21 Feb 2019 High school robotics team engineers cost-effective part for U.S. Air Force
Knob Noster team’s invention is now on board all B-2 Stealth Bombers
Sometimes the most amazing part of an engineering challenge is not the solution itself, but the process and players involved.
Late last year, Brigadier General John Nichols, Commander of the 509th Bomb Wing at Whiteman Air Force Base, faced a recurring safety issue on the B-2 Spirit Stealth Bomber. An in-flight emergency had forced a B-2 training mission into an unplanned landing. The ensuing investigation revealed that a set of switches inside the cockpit had inadvertently been moved on several occasions, causing an Airframe Mounted Accessory Drive (generator and hydraulics) to decouple from its associated engine in flight.
Although the highly skilled pilots handled the emergency deftly, General Nichols sought an immediate and permanent solution. Operating under the Air Force Global Strike Command directives to “innovate, partner, reduce costs, move fast and solve problems,” General Nichols tapped an unexpected partner—the Knob Noster school district and its robotics team—to address the problem.
The Knob Noster students were prepared for the challenge. Chris Adams teaches Project Lead The Way engineering courses and is Head Coach for Stealth Panther Robotics 6424, the school’s FIRST Robotics Competition team. He presented the Air Force’s challenge to students in his PLTW courses and to the robotics team.

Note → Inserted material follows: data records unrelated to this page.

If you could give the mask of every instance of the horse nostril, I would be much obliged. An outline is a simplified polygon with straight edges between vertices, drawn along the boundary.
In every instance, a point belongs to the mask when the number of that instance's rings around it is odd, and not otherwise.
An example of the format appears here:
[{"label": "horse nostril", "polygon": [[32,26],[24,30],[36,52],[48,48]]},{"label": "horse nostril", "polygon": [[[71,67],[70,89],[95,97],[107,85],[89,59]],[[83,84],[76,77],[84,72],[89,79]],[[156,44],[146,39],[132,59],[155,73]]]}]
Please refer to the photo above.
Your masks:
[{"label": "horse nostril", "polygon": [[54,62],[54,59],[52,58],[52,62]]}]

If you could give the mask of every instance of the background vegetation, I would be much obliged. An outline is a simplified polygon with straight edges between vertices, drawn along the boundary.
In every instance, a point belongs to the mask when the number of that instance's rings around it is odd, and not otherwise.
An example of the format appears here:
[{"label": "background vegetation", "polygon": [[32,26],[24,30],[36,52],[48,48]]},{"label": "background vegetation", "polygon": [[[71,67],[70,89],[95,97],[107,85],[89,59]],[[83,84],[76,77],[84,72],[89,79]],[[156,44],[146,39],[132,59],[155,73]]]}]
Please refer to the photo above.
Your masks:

Armed with computer-aided drafting and design (CADD), a heavily modified classroom 3D printer, and a vacuum chamber from a FoodSaver vacuum canning system, over the next 72 hours the team rapidly designed, printed and tested multiple prototypes.
Team 6424 was invited to the B-2 flight simulator where they met with Whiteman Air Force Base leadership, B-2 pilots and mechanical engineers to test their designs. The students received valuable feedback from the very people their solution would affect and integrated that feedback into to their final solution.
With several more refinements, the Version 8 prototype and design was submitted to the Air Force and was approved Nov. 4, 2018. Taking a page from their robotics season playbook and PLTW engineering classes, Team 6424’s focus shifted to rapid manufacturing. The team ran its 3D printer 24/7 for the next three weeks to manufacture over 35 final devices now in use in every B-2 and training simulators.
The power of a STEM Learning Ecosystem
Martha McCabe, Executive Director of the KC STEM Alliance, says the story is a wonderful illustration of the power of a STEM learning ecosystem.
“Knob Noster offers two best-practice STEM (science, technology, engineering and math) programs to its students—PLTW curriculum in school and FIRST Robotics after school,” McCabe said. “And because the school district, the community and its major industry—the Air Force Base—all work together in a connected and meaningful way, the students get to translate what they’re learning in the classroom into real problem solving.”
STEM learning ecosystems are part of a national effort to engage young people in science, technology, engineering and math through strong interconnected community networks.
Kansas City was among the first set of communities in the nation to receive an official STEM Learning Ecosystem designation from the STEM Funders Network. KC STEM Alliance serves as the backbone organization, encouraging all parts of the community to actively engage.
“Communities like Knob Noster show the power of this connectedness,” McCabe said. “It’s exciting to see how prepared these students were to tackle this challenge head on.”
Coach Adams noted how well the requirements of the Air Force challenge align with what teams learn over the course of a FIRST Robotics season: “This project demanded STEM thinking, critical problem solving, product manufacturing, testing and quality assurance, all of which occurred in a very condensed and expedited timeline. This is exactly what FIRST Robotics prepares our students to do, and do well!”
The community was introduced to FIRST Robotics in 2016 when FIRST founder Dean Kamen received an incentive flight in the B-2 Stealth Bomber. His passion for STEM helped lead to the creation of Stealth Panther Robotics through grant support from Department of Defense Education Activities, Northrop Grumman and others. The team earned a Rookie All Star Award in year one, and in year two advanced to the FIRST World Championship in Houston, Texas.
Expanding FIRST’s reach
Now with additional grants from the Department of Defense and others, Knob Noster is integrating FIRST programs across all grade levels with the introduction of a Robotics Special, FIRST LEGO League Jr., and seven FIRST LEGO League teams.
“A STEM learning ecosystem puts students at the center of everything,” McCabe said. “Knob Noster nurtures its young people’s confidence in their STEM capabilities by engaging them in challenging problem solving and recognizing their efforts publicly. And they take it a step further by connecting this work to STEM career opportunities.”
McCabe said Kansas City’s STEM learning ecosystem uses the same strategies: “I encourage everyone to find out how they can engage—mentor, volunteer, allow job shadows and network.”